Naquela noite, Lua decidiu que era um bom momento pra praticar sair do corpo. Quando achou que July estava dormindo, concentrou-se no teto do lugar, e ficou sem saber que tipo de força ou movimento, ou seja lá o que fosse que ela precisava fazer. Ela simplesmente sabia que quando deixava de sentir os desconfortos do colchão estava fora de si.

Flutuou alguns poucos centímetros acima do corpo sólido. Depois se virou e tentou tateá-lo. Ela não emitia ruído nenhum quando se mexia, apenas sua voz faria barulho, então July jamais a veria.

Voou até a janela e ficou pairando do lado de fora do prédio, sem nem perceber que nem precisava passar pela janela, podia simplesmente atravessas a parede. Ainda não estava tão acostumada com isso.

Olhou a cidade. A sensação de liberdade foi imediata. Podia voar pra longe, podia atravessas a cidade toda, o país quem sabe. Podia dar a volta ao mundo se quisesse. Voava suficientemente rápido.

“Que divertido” ela pensou.

Então olhou pro céu e imaginou-se voando até lá. Distanciou-se do colégio e começou a subir, sem nem sentir o ar ao seu redor, como se estivesse no vácuo. Não havia atrito para ela, e talvez por isso pudesse ir tão rápido. Talvez sequer respirasse.

O colégio era só um ponto lá em baixo, irreconhecível, não fosse o formato de quadro ao redor do enorme pátio com quadra e piscina. A cidade em si era muito diferente dali.

Olhou pra cima e viu a lua. Então pensou que talvez não houvesse limites para até onde podia ir.

“Vou até a lua!”

Ela teve uma estranha sensação que reconheceu como sendo da leitura de mentes de Mike. De vez em quando, esporadicamente, tinha essa sensação. O amigo ainda não fazia ideia de como controlar as informações que chegavam e já vinha tendo dor de cabeça. Não o culpou. Talvez até estivesse dormindo.

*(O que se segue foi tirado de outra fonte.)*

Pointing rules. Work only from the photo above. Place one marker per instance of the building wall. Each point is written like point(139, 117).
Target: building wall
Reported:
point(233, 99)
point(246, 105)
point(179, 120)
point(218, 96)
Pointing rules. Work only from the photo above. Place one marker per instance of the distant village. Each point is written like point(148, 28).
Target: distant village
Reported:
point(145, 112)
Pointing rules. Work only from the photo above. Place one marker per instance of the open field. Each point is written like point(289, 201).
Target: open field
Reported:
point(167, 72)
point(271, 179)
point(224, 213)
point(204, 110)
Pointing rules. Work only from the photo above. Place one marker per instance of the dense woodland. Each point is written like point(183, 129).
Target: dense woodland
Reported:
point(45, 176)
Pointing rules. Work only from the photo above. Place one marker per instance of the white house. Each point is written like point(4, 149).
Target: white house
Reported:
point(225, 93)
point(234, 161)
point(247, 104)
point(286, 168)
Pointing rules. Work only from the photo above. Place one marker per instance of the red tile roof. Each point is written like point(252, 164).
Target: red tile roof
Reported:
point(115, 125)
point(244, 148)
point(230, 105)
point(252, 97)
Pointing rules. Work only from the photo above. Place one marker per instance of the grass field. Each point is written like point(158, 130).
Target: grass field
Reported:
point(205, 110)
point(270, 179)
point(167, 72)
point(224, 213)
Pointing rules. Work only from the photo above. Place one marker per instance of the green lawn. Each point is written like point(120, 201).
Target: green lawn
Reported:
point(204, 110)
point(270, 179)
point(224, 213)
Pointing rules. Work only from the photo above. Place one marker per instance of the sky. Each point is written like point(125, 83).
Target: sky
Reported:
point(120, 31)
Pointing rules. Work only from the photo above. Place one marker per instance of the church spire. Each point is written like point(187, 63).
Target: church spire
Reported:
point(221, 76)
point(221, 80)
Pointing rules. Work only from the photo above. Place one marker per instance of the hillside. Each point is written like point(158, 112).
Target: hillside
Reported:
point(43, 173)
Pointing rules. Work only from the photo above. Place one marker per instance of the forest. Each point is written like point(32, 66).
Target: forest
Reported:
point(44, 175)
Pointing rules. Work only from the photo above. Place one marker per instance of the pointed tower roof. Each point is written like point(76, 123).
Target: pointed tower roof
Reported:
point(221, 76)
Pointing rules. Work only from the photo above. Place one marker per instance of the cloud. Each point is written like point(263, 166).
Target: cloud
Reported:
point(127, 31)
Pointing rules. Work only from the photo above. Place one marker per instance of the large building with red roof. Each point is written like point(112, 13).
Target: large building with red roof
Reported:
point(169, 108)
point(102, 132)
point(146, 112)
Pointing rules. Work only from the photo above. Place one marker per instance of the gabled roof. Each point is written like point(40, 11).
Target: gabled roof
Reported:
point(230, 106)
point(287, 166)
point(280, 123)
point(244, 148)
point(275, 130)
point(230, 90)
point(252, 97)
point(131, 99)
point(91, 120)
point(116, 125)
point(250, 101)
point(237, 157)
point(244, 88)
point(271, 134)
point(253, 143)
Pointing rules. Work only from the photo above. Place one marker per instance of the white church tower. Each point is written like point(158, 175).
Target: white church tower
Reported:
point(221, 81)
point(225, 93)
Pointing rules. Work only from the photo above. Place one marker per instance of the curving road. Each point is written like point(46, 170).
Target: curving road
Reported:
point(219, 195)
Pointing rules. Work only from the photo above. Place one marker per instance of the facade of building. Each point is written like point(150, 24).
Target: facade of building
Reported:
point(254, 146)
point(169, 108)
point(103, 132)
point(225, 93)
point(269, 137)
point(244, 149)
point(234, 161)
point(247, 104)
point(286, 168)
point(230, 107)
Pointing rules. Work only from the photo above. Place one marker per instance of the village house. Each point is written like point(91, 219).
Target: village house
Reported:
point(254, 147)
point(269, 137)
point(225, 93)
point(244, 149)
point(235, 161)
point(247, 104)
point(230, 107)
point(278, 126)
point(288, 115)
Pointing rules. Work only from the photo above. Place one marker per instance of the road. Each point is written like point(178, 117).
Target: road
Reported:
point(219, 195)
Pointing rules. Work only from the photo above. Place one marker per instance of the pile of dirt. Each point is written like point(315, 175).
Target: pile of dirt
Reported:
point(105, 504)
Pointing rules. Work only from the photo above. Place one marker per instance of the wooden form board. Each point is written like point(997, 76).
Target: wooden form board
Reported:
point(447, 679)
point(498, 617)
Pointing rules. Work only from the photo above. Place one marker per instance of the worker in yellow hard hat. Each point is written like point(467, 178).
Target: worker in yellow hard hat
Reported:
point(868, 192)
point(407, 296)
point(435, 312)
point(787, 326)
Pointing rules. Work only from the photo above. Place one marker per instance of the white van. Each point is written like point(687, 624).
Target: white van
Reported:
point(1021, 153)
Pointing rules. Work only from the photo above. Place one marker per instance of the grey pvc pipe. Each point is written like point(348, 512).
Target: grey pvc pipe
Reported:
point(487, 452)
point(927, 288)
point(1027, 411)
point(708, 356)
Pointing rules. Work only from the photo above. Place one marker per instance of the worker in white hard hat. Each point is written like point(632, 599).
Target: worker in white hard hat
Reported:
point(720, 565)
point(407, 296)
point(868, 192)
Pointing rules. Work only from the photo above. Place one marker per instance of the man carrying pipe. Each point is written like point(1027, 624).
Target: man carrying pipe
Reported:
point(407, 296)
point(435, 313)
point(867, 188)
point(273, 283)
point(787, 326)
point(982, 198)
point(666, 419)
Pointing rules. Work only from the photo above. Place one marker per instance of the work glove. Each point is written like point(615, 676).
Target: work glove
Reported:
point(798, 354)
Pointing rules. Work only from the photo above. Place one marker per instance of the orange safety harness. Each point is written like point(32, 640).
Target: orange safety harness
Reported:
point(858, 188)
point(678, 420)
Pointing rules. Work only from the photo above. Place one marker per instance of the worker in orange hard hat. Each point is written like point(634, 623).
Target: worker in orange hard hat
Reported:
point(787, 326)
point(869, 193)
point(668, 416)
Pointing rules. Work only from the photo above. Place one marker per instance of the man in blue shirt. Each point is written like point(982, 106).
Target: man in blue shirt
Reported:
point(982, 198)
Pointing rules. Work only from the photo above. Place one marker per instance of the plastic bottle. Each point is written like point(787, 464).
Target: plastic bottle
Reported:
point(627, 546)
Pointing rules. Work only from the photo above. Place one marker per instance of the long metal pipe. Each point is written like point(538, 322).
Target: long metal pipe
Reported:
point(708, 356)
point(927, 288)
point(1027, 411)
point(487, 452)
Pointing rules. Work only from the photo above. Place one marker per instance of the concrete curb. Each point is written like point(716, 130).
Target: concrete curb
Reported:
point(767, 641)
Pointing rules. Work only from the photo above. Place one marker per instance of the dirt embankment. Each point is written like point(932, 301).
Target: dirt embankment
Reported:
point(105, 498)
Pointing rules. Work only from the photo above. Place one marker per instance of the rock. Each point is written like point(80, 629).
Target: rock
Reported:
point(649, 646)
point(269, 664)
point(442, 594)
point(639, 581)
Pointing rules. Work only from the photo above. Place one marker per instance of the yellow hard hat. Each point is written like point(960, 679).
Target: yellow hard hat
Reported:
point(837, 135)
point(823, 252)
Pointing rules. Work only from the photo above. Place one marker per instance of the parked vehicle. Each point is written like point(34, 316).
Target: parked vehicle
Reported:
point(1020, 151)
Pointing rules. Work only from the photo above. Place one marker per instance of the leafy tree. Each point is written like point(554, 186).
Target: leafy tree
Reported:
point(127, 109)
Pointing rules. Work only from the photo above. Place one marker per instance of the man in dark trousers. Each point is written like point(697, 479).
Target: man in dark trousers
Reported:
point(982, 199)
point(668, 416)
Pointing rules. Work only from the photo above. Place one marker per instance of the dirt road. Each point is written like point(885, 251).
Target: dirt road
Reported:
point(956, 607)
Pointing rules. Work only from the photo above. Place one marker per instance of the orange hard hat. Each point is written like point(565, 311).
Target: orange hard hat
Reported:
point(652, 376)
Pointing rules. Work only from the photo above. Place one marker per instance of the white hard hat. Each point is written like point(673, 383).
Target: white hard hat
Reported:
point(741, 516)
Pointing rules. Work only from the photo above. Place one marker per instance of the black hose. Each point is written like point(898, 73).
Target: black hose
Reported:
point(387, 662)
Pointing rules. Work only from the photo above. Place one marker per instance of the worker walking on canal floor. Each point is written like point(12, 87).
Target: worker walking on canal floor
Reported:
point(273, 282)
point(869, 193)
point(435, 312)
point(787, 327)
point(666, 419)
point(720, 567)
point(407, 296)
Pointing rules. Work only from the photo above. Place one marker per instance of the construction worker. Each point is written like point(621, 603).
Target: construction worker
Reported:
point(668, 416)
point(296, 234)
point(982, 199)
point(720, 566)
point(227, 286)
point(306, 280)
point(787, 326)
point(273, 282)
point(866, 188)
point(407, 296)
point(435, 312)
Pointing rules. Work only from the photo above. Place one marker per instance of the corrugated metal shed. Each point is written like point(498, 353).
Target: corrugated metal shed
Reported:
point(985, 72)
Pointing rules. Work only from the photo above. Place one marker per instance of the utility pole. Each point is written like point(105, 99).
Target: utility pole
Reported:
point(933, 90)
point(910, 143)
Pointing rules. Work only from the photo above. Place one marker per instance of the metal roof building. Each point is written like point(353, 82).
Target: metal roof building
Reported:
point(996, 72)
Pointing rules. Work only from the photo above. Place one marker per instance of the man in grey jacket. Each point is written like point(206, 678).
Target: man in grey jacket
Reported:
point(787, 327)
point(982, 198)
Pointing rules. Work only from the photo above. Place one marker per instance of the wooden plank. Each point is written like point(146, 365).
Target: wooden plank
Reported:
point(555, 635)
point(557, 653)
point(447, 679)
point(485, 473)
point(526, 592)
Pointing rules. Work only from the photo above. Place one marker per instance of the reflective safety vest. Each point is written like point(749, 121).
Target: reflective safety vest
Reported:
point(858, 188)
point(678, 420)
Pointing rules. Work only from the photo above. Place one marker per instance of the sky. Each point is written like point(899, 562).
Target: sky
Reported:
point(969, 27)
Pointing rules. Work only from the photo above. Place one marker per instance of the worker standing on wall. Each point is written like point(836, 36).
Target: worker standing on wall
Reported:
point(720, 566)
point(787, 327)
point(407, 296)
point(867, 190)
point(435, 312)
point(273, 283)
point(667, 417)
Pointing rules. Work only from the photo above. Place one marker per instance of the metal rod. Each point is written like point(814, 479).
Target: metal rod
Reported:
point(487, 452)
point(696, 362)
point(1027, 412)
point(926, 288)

Olhou para a lua mais uma vez e começou a subir em velocidade altíssima. Tudo ao redor não passava de um grande borrão. Era bizarro que suas roupas não se mexessem com o vento, e nem mesmo seu cabelo mudava de posição. Porque não havia vento algum que a atingisse.

Subiu, mais e mais rápido. Tentou testar sua velocidade máxima, e continuou acelerando até passar por nuvens. Estava extremamente rápida quando o mundo girou de ponta cabeça, alguma coisa silvou em seu ouvido, e ela se chocou com força contra uma terra molhada e fofa, no meio de toda confusão. Não soube bem dizer como deixara de estar no céu para estar na terra, mas esse pensamento se distanciou quando se deu conta que havia sentido o chão sob seu corpo, sendo que, até então, sequer sentia o ar.

Olhou ao redor e se viu num enorme campo aberto. Estava muito escuro. O céu estava cor de ameixa, sem estrelas. Ainda estava sentada e sentia a si mesmo. Não estava mais na forma de espectro e isso a assustou. Não fazia ideia de onde estava, mas sabia que não era seu quarto. Não tinha como ter voltado para o corpo sólido.

Então um rugido tão alto que achou que seu tímpano ia explodir. O som vinha de todos os lados. Esse barulho se misturou com um grito feminino e Lua ficou completamente tomada pelo medo. Olhou pra trás e viu uma criatura gigantesca babando um liquido viscoso e verde, com a cabeça levemente humana, porém muito mais semelhante a… a nada. Era asquerosa, nojenta, e de onde estava, Lua sentia seu cheiro acre e repulsivo. Aquilo estava perseguindo uma garota que logo reconheceu. Era July.